[<prev] [next>] [<thread-prev] [thread-next>] [day] [month] [year] [list]
Message-ID: <87v9urdq05.fsf@linutronix.de>
Date: Wed, 21 Aug 2019 07:52:26 +0200
From: John Ogness <john.ogness@...utronix.de>
To: Petr Mladek <pmladek@...e.com>
Cc: linux-kernel@...r.kernel.org,
Andrea Parri <andrea.parri@...rulasolutions.com>,
Sergey Senozhatsky <sergey.senozhatsky@...il.com>,
Sergey Senozhatsky <sergey.senozhatsky.work@...il.com>,
Steven Rostedt <rostedt@...dmis.org>,
Brendan Higgins <brendanhiggins@...gle.com>,
Peter Zijlstra <peterz@...radead.org>,
Thomas Gleixner <tglx@...utronix.de>,
Linus Torvalds <torvalds@...ux-foundation.org>,
Greg Kroah-Hartman <gregkh@...uxfoundation.org>
Subject: Re: assign_desc() barriers: Re: [RFC PATCH v4 1/9] printk-rb: add a new printk ringbuffer implementation
On 2019-08-20, Petr Mladek <pmladek@...e.com> wrote:
>> > --- /dev/null
>> > +++ b/kernel/printk/ringbuffer.c
>> > +/**
>> > + * assign_desc() - Assign a descriptor to the caller.
>> > + *
>> > + * @e: The entry structure to store the assigned descriptor to.
>> > + *
>> > + * Find an available descriptor to assign to the caller. First it is checked
>> > + * if the tail descriptor from the committed list can be recycled. If not,
>> > + * perhaps a never-used descriptor is available. Otherwise, data blocks will
>> > + * be invalidated until the tail descriptor from the committed list can be
>> > + * recycled.
>> > + *
>> > + * Assigned descriptors are invalid until data has been reserved for them.
>> > + *
>> > + * Return: true if a descriptor was assigned, otherwise false.
>> > + *
>> > + * This will only fail if it was not possible to invalidate data blocks in
>> > + * order to recycle a descriptor. This can happen if a writer has reserved but
>> > + * not yet committed data and that reserved data is currently the oldest data.
>> > + */
>> > +static bool assign_desc(struct prb_reserved_entry *e)
>> > +{
>> > + struct printk_ringbuffer *rb = e->rb;
>> > + struct prb_desc *d;
>> > + struct nl_node *n;
>> > + unsigned long i;
>> > +
>> > + for (;;) {
>> > + /*
>> > + * jA:
>> > + *
>> > + * Try to recycle a descriptor on the committed list.
>> > + */
>> > + n = numlist_pop(&rb->nl);
>> > + if (n) {
>> > + d = container_of(n, struct prb_desc, list);
>> > + break;
>> > + }
>> > +
>> > + /* Fallback to static never-used descriptors. */
>> > + if (atomic_read(&rb->desc_next_unused) < DESCS_COUNT(rb)) {
>> > + i = atomic_fetch_inc(&rb->desc_next_unused);
>> > + if (i < DESCS_COUNT(rb)) {
>> > + d = &rb->descs[i];
>> > + atomic_long_set(&d->id, i);
>> > + break;
>> > + }
>> > + }
>> > +
>> > + /*
>> > + * No descriptor available. Make one available for recycling
>> > + * by invalidating data (which some descriptor will be
>> > + * referencing).
>> > + */
>> > + if (!dataring_pop(&rb->dr))
>> > + return false;
>> > + }
>> > +
>> > + /*
>> > + * jB:
>> > + *
>> > + * Modify the descriptor ID so that users of the descriptor see that
>> > + * it has been recycled. A _release() is used so that prb_getdesc()

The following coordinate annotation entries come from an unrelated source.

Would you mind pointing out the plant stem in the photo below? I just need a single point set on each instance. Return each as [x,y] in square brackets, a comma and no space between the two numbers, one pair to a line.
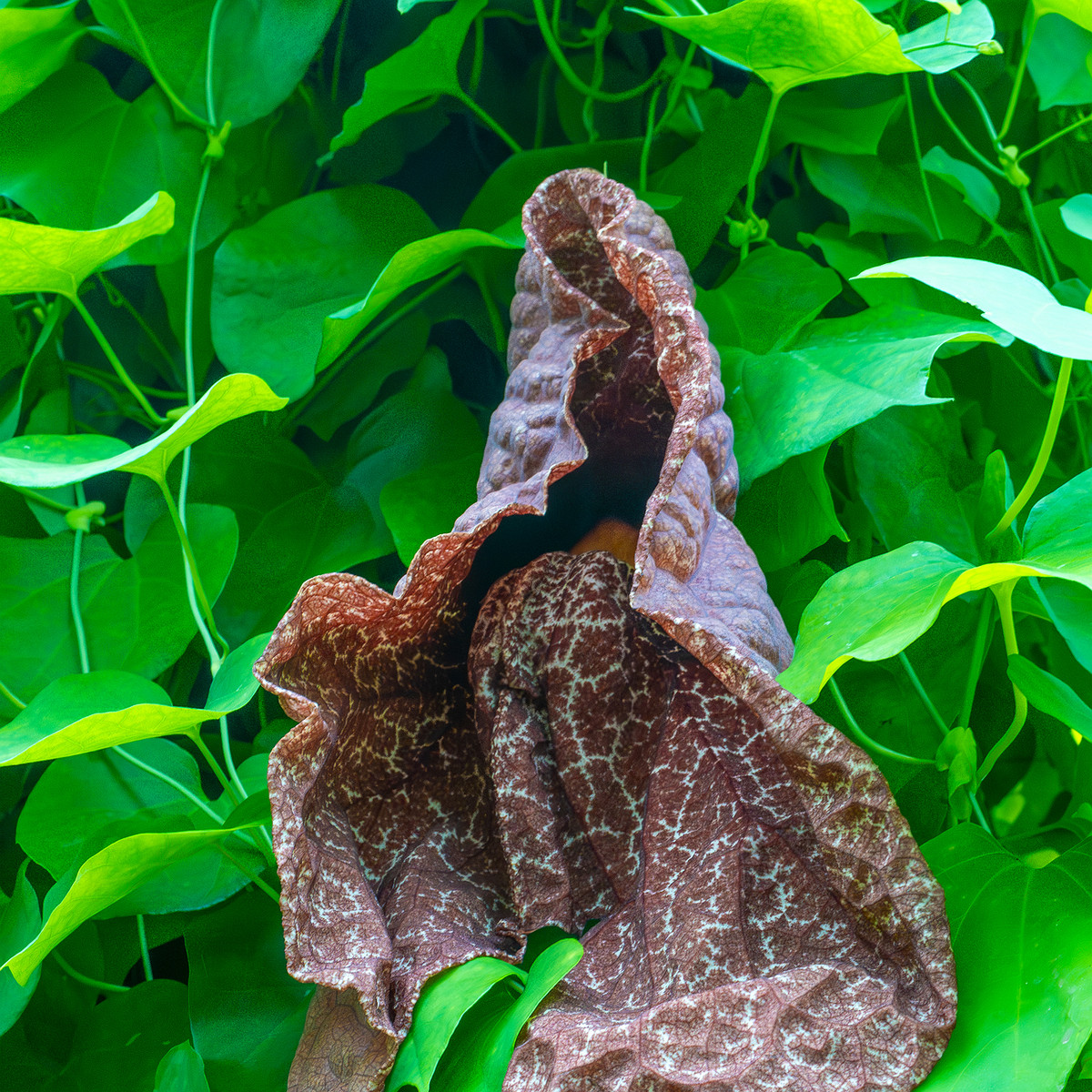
[1054,136]
[167,780]
[10,696]
[569,74]
[115,363]
[945,117]
[917,156]
[106,987]
[866,741]
[145,955]
[1004,595]
[487,119]
[977,658]
[923,693]
[1018,80]
[1057,407]
[205,614]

>> > + * callers can see all data ringbuffer updates after issuing a
>> > + * pairing smb_rmb(). See iA for details.
>> > + *
>> > + * Memory barrier involvement:
>> > + *
>> > + * If dB->iA reads from jB, then dI reads the same value as
>> > + * jA->cD->hA.
>> > + *
>> > + * Relies on:
>> > + *
>> > + * RELEASE from jA->cD->hA to jB
>> > + * matching
>> > + * RMB between dB->iA and dI
>> > + */
>> > + atomic_long_set_release(&d->id, atomic_long_read(&d->id) +
>> > + DESCS_COUNT(rb));
>>
>> atomic_long_set_release() might be a bit confusing here.
>> There is no related acquire.
As the comment states, this release is for prb_getdesc() users. The only
prb_getdesc() user is _dataring_pop(). If getdesc() returns NULL
(i.e. the descriptor's ID is not what _dataring_pop() was expecting),
then the tail must have moved and _dataring_pop() needs to see
that. Since there are no data dependencies between descriptor ID and
tail_pos, an explicit memory barrier is used. More on this below.

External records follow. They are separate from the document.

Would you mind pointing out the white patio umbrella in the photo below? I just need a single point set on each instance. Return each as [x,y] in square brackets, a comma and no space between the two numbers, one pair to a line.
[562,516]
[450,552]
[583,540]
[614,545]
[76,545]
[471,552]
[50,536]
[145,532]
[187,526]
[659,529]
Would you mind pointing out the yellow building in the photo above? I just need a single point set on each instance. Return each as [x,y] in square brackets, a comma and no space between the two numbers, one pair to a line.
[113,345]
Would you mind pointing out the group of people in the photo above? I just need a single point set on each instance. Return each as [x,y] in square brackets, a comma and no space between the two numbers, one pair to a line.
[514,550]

>> In fact, d->id manipulation has barriers from both sides:
>>
>> + smp_rmb() before so that all reads are finished before
>> the id is updated (release)
>
> Uh, this statement does not make sense. The read barrier is not
> needed here. Instead the readers need it.
>
> Well, we might need a write barrier before d->id manipulation.

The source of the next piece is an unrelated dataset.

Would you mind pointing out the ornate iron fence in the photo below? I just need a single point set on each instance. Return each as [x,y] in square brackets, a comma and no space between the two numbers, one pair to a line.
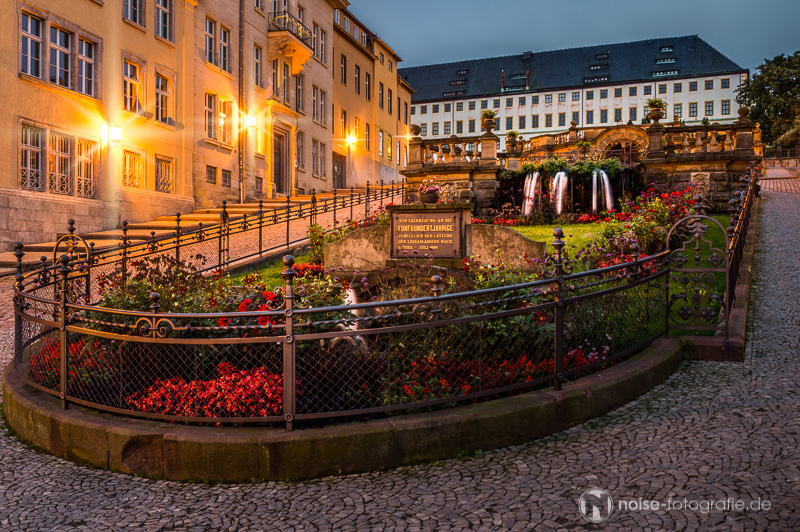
[293,362]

> It should be in numlist_pop() after successfully updating nl->tail_id.
> It will allow readers to detect that the desriptor is being reused
> (not in valid tail_id..head_id range) before we start manipulating it.
>
>> + smp_wmb() after so that the new ID is written before other
>> related values are modified (acquire).
>>
>> The smp_wmb() barrier is in prb_reserve(). I would move it here.
>
> This still makes sense. I would move the write barrier from
> prb_reserve() here.
The issue is that _dataring_pop() needs to see a moved dataring tail if
prb_getdesc() fails. Just because numlist_pop() succeeded, doesn't mean
that this was the task that changed the dataring tail. I.e. another CPU
could observe that this task changed the ID but _not_ yet see that
another task changed the dataring tail.
Issuing an smp_mb() before setting the the new ID would also suffice,
but that is a pretty big hammer for something that a set_release can
take care of.
> Sigh, I have to admit that I am not familiar with the _acquire(),
> _release(), and _relaxed() variants of the atomic operations.
>
> They probably make it easier to implement some locking API.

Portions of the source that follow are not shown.